THE OREGONIAN — Efforts are underway to reopen the 130-year-old West Linn Papermill, nearly two years after it closed. According to a report in The Oregonian, the revival effort is being led by Clark County investor Ken Peterson, whose portfolio includes a pulp mill in Dayton, a Texas housing development, an augmented reality startup in Vancouver and telecom companies around the world.

“Their intention is to restart it,” said Dave Robertson, vice president for public policy at Portland General Electric, which owns the land and buildings on the site.

While Robertson said PGE is continuing to work with West Linn on long-range redevelopment plans for the property overlooking the Willamette River, he said the utility has a five-year deal to lease the site to a newly formed company associated with Columbia Ventures Corp., Peterson’s investment firm. Options could extend the lease for a decade beyond that.
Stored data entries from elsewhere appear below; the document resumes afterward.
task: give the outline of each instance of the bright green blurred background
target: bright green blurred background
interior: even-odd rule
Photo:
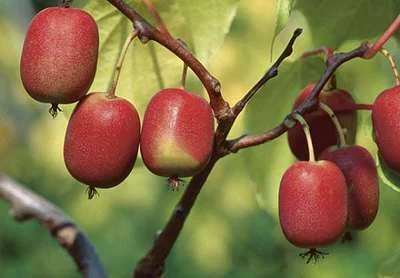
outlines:
[[[36,11],[51,2],[57,1],[0,2],[0,170],[70,215],[96,246],[110,277],[130,277],[133,266],[151,246],[182,190],[167,190],[166,181],[148,172],[141,161],[137,161],[132,174],[120,186],[101,191],[100,198],[91,201],[86,199],[85,187],[69,176],[62,158],[62,146],[73,105],[64,107],[65,113],[53,120],[47,113],[48,106],[30,99],[19,79],[19,57],[27,25]],[[165,6],[168,6],[167,2]],[[197,3],[191,2],[193,5]],[[364,6],[357,8],[354,20],[343,22],[340,19],[340,25],[331,20],[337,16],[331,11],[335,5],[337,9],[334,11],[344,14],[354,8],[340,6],[344,1],[298,2],[297,7],[304,11],[304,16],[300,12],[292,15],[288,26],[276,39],[273,57],[278,55],[294,28],[303,27],[305,32],[296,43],[295,53],[283,65],[279,77],[249,104],[238,119],[232,137],[245,132],[261,132],[279,123],[289,111],[297,92],[318,79],[323,70],[322,59],[299,61],[302,52],[325,44],[344,51],[362,40],[374,41],[379,33],[363,32],[366,28],[364,23],[371,21],[370,24],[383,31],[392,15],[400,12],[399,6],[385,6],[382,3],[385,1],[363,0],[360,3],[363,2]],[[385,7],[372,9],[375,4]],[[103,5],[108,4],[104,1]],[[313,8],[311,12],[310,6]],[[272,0],[246,0],[233,10],[236,10],[236,16],[231,32],[209,60],[210,71],[221,81],[224,96],[230,103],[237,101],[271,64],[276,3]],[[389,16],[387,11],[392,11],[392,14]],[[312,16],[308,17],[309,14]],[[371,20],[370,16],[375,17]],[[319,21],[315,22],[316,18]],[[168,17],[165,21],[167,25],[177,24]],[[101,30],[107,28],[101,22],[99,27]],[[348,37],[335,40],[349,30],[360,36],[351,34],[352,40]],[[184,32],[177,35],[186,38]],[[189,40],[192,45],[201,45],[196,44],[194,35]],[[157,53],[163,51],[155,47]],[[391,40],[387,48],[400,60],[400,48],[395,40]],[[117,50],[114,52],[118,53]],[[135,43],[136,50],[147,51],[147,48]],[[150,52],[147,53],[148,56],[141,56],[150,57]],[[162,55],[170,55],[165,53]],[[162,58],[160,61],[165,60]],[[103,63],[99,68],[100,76],[112,70],[111,62],[109,67],[103,66],[107,65],[104,59],[100,63]],[[144,62],[137,64],[139,67],[148,66]],[[163,73],[168,74],[164,82],[176,86],[173,80],[179,79],[181,63],[175,61],[167,66],[164,65]],[[122,75],[125,81],[121,81],[120,91],[137,105],[143,115],[151,94],[139,92],[139,88],[150,87],[154,91],[159,84],[155,75],[152,76],[154,82],[140,82],[143,77],[139,73],[135,76],[137,84],[128,87],[131,85],[125,83],[129,81],[130,73]],[[169,78],[169,75],[174,77]],[[98,79],[93,90],[105,90],[106,83]],[[371,103],[382,89],[393,85],[393,78],[387,61],[379,56],[372,61],[352,61],[343,66],[338,72],[338,84],[350,90],[357,101]],[[201,91],[193,76],[189,79],[189,88]],[[359,113],[357,141],[375,151],[369,117],[369,112]],[[350,244],[324,249],[331,254],[316,265],[306,265],[298,257],[302,250],[284,239],[277,221],[279,180],[293,161],[285,136],[220,161],[168,258],[166,277],[308,278],[377,277],[379,274],[400,277],[400,195],[384,185],[381,186],[377,219],[368,230],[356,234]],[[72,260],[43,227],[35,221],[18,224],[7,212],[7,204],[0,202],[1,278],[80,277]]]

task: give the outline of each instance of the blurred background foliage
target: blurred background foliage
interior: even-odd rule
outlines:
[[[136,5],[147,17],[148,13]],[[299,90],[316,82],[320,57],[299,60],[320,46],[350,50],[374,41],[400,12],[394,0],[295,1],[288,24],[276,37],[273,0],[155,1],[173,34],[183,38],[221,81],[224,96],[237,101],[279,55],[291,33],[304,34],[279,76],[268,83],[238,119],[232,137],[262,132],[279,123]],[[0,170],[45,196],[88,234],[110,277],[130,277],[182,194],[137,161],[132,174],[100,198],[88,201],[85,187],[64,166],[62,147],[73,105],[52,119],[48,106],[28,97],[19,79],[19,57],[32,16],[53,0],[0,2]],[[101,56],[92,91],[105,91],[130,25],[105,1],[75,1],[98,20]],[[229,32],[228,32],[229,31]],[[226,37],[225,37],[226,35]],[[223,39],[225,39],[223,41]],[[224,42],[222,44],[222,42]],[[221,47],[220,47],[221,46]],[[386,48],[400,61],[398,41]],[[272,57],[271,57],[272,53]],[[155,65],[160,68],[157,75]],[[141,115],[160,86],[178,86],[182,63],[160,46],[135,42],[127,57],[117,94],[132,100]],[[338,86],[360,103],[373,102],[393,78],[387,61],[354,60],[337,73]],[[188,88],[204,94],[189,76]],[[357,142],[375,153],[369,112],[359,112]],[[166,277],[400,277],[400,205],[398,194],[382,183],[374,224],[350,244],[324,249],[330,255],[316,265],[298,257],[302,250],[283,237],[277,192],[283,171],[294,162],[282,136],[220,161],[212,172],[168,259]],[[0,202],[0,277],[80,277],[72,260],[35,221],[17,224]]]

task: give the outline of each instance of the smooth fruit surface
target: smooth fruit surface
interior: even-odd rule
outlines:
[[[139,115],[129,101],[89,94],[69,120],[65,165],[74,178],[90,187],[118,185],[133,168],[139,137]]]
[[[279,188],[279,220],[294,245],[317,248],[341,237],[347,220],[347,187],[332,162],[298,161],[284,173]]]
[[[377,97],[372,107],[372,124],[380,155],[390,168],[400,172],[400,86]]]
[[[367,228],[374,221],[379,207],[378,173],[371,154],[361,146],[330,147],[320,159],[335,163],[346,178],[349,228]]]
[[[31,21],[22,50],[21,80],[29,95],[52,104],[78,101],[96,72],[99,34],[75,8],[47,8]]]
[[[311,93],[314,84],[305,87],[297,97],[293,110],[296,109]],[[357,124],[357,114],[354,111],[353,97],[345,90],[334,89],[322,91],[319,100],[328,105],[335,112],[343,128],[347,130],[345,137],[350,144],[354,142]],[[314,151],[318,156],[323,150],[338,142],[336,128],[329,115],[322,109],[304,115],[304,119],[310,126]],[[288,142],[292,153],[299,160],[308,160],[307,141],[300,124],[288,131]]]
[[[150,100],[143,119],[140,150],[159,176],[192,176],[211,157],[214,118],[210,105],[182,89],[164,89]]]

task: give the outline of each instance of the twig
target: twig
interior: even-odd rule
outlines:
[[[267,70],[267,72],[261,77],[261,79],[250,89],[250,91],[232,108],[233,115],[237,116],[246,106],[246,104],[251,100],[251,98],[261,89],[264,84],[270,80],[271,78],[278,75],[278,68],[280,64],[289,57],[293,52],[293,44],[295,43],[296,39],[301,35],[303,32],[302,29],[296,29],[293,32],[292,38],[290,39],[289,43],[286,45],[286,48],[282,51],[282,54],[279,58],[275,61],[275,63]]]
[[[84,277],[107,277],[89,239],[60,209],[1,173],[0,198],[10,204],[16,221],[36,218],[74,259]]]

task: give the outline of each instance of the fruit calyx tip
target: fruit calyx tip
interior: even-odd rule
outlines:
[[[58,115],[58,112],[62,112],[62,109],[58,106],[58,103],[52,103],[49,108],[49,113],[55,119]]]
[[[307,259],[306,264],[309,264],[311,261],[316,264],[318,260],[324,259],[325,256],[329,255],[328,252],[322,252],[317,250],[316,248],[310,248],[308,251],[304,253],[300,253],[299,256],[302,257],[303,259]]]
[[[86,189],[86,192],[88,194],[88,199],[92,200],[94,196],[100,196],[99,192],[96,190],[96,188],[89,186]]]
[[[179,191],[181,185],[184,185],[184,181],[178,176],[171,176],[168,178],[168,188],[172,191]]]

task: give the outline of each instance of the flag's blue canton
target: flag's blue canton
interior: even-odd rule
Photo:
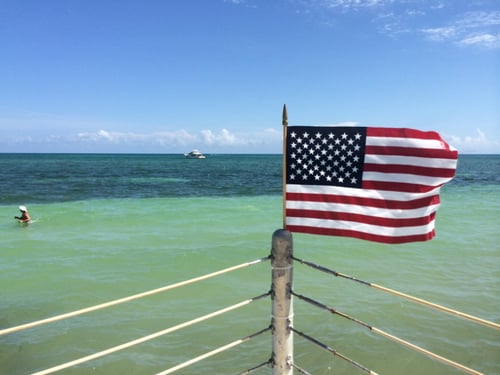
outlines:
[[[366,128],[290,126],[286,182],[361,187]]]

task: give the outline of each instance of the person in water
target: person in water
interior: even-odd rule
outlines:
[[[14,218],[20,223],[29,223],[31,221],[31,217],[26,206],[19,206],[19,211],[21,211],[21,216],[14,216]]]

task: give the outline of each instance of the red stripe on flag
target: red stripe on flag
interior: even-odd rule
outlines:
[[[433,212],[430,215],[416,217],[416,218],[385,218],[385,217],[353,214],[348,212],[287,208],[286,216],[303,217],[309,219],[321,219],[321,220],[350,221],[350,222],[364,223],[364,224],[377,225],[383,227],[399,228],[399,227],[417,227],[417,226],[427,225],[435,219],[436,214],[435,212]]]
[[[415,156],[426,157],[433,159],[451,159],[458,157],[458,151],[450,149],[434,149],[434,148],[413,148],[413,147],[398,147],[398,146],[370,146],[365,148],[367,155],[397,155],[397,156]]]
[[[367,137],[391,137],[391,138],[415,138],[415,139],[437,139],[442,140],[439,133],[434,131],[422,131],[409,128],[377,128],[367,127]]]
[[[435,186],[411,184],[406,182],[363,181],[363,189],[400,191],[405,193],[427,193]]]

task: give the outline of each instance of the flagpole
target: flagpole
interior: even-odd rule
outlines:
[[[286,135],[288,126],[288,112],[286,104],[283,104],[283,172],[282,172],[282,185],[283,185],[283,229],[286,229]]]

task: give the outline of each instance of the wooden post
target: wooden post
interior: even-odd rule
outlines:
[[[273,375],[293,375],[293,238],[292,233],[279,229],[273,233],[272,267],[272,327]]]

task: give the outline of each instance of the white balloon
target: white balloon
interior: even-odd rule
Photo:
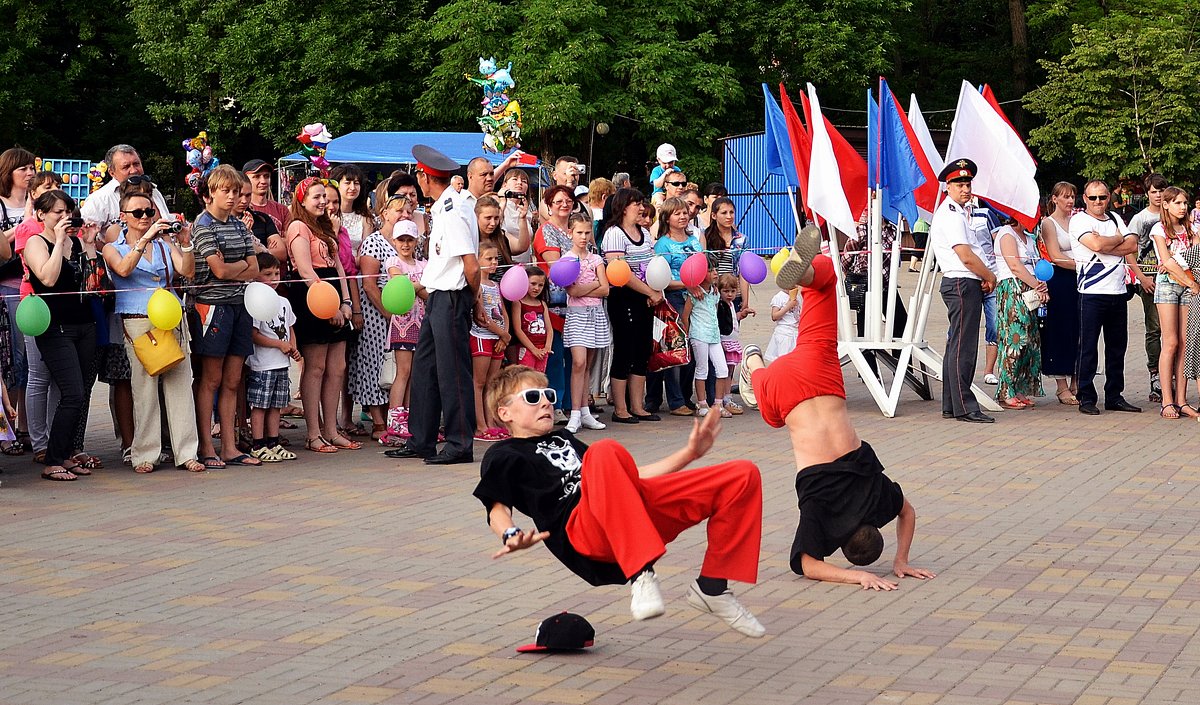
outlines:
[[[655,255],[646,265],[646,286],[662,291],[671,283],[671,265],[667,258]]]
[[[256,321],[272,321],[279,315],[279,294],[262,282],[246,285],[246,310]]]

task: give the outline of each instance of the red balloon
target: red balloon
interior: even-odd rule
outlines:
[[[623,259],[615,259],[608,263],[604,274],[608,277],[608,283],[613,286],[625,286],[629,283],[629,278],[633,276],[633,270],[629,268],[629,263]]]
[[[342,302],[333,284],[319,281],[308,287],[308,310],[317,318],[329,320],[337,315]]]
[[[707,276],[708,257],[703,252],[697,252],[688,257],[683,261],[683,266],[679,268],[679,281],[687,287],[700,286]]]

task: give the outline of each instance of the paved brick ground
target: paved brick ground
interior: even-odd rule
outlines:
[[[760,299],[745,330],[765,341]],[[792,575],[786,438],[733,419],[713,458],[763,471],[761,579],[735,586],[761,640],[683,601],[699,529],[660,563],[668,612],[649,622],[630,620],[625,589],[587,589],[544,550],[491,561],[477,466],[371,449],[136,476],[110,442],[97,446],[109,469],[68,484],[0,458],[0,703],[1200,701],[1194,423],[1084,418],[1047,397],[967,426],[907,393],[884,419],[849,387],[860,432],[920,514],[913,562],[939,576],[865,593]],[[649,458],[685,421],[613,435]],[[595,649],[514,653],[558,610],[592,621]]]

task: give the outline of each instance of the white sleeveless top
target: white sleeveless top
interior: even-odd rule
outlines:
[[[1064,255],[1066,255],[1067,257],[1070,257],[1071,256],[1071,245],[1074,244],[1074,242],[1071,240],[1070,231],[1063,230],[1062,226],[1058,224],[1058,221],[1055,220],[1054,218],[1051,218],[1050,216],[1046,216],[1046,220],[1049,220],[1051,223],[1054,223],[1054,239],[1058,241],[1058,248],[1060,250],[1062,250],[1062,253]]]

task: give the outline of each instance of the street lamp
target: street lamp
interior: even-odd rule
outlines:
[[[609,127],[608,127],[607,122],[595,122],[595,121],[592,122],[592,138],[591,138],[591,141],[588,143],[587,168],[588,168],[588,171],[591,172],[591,174],[592,174],[591,178],[593,178],[593,179],[596,178],[596,172],[592,168],[592,150],[596,146],[596,135],[600,135],[601,137],[603,137],[604,135],[608,134],[608,130],[609,130]]]

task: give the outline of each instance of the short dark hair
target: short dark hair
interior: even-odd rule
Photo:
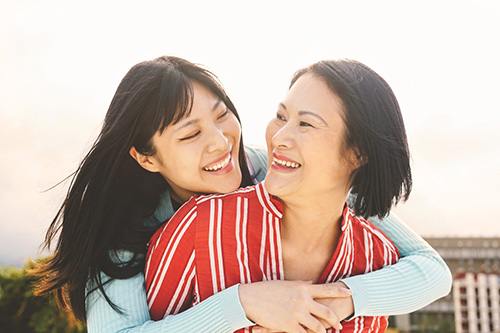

Columbia Ventures is working with former West Linn Paper chief operating officer Brian Konen on the effort. Konen referred questions Friday to Peterson, who did not immediately respond to messages seeking comment.

Clackamas County and Oregon economic development officials did not immediately respond to inquiries about whether efforts to restart the mill will receive any public incentives.

Peterson has done this kind of thing before. In 1987 he bought the shuttered aluminum smelter in Goldendale, Washington, and reopened it. Peterson sold that business in 1996 — four years before soaring electricity prices wiped out the Northwest’s aluminum industry.

On its website, Columbia Ventures says it invests in “a wide range of strategic, innovative or contrarian opportunities.”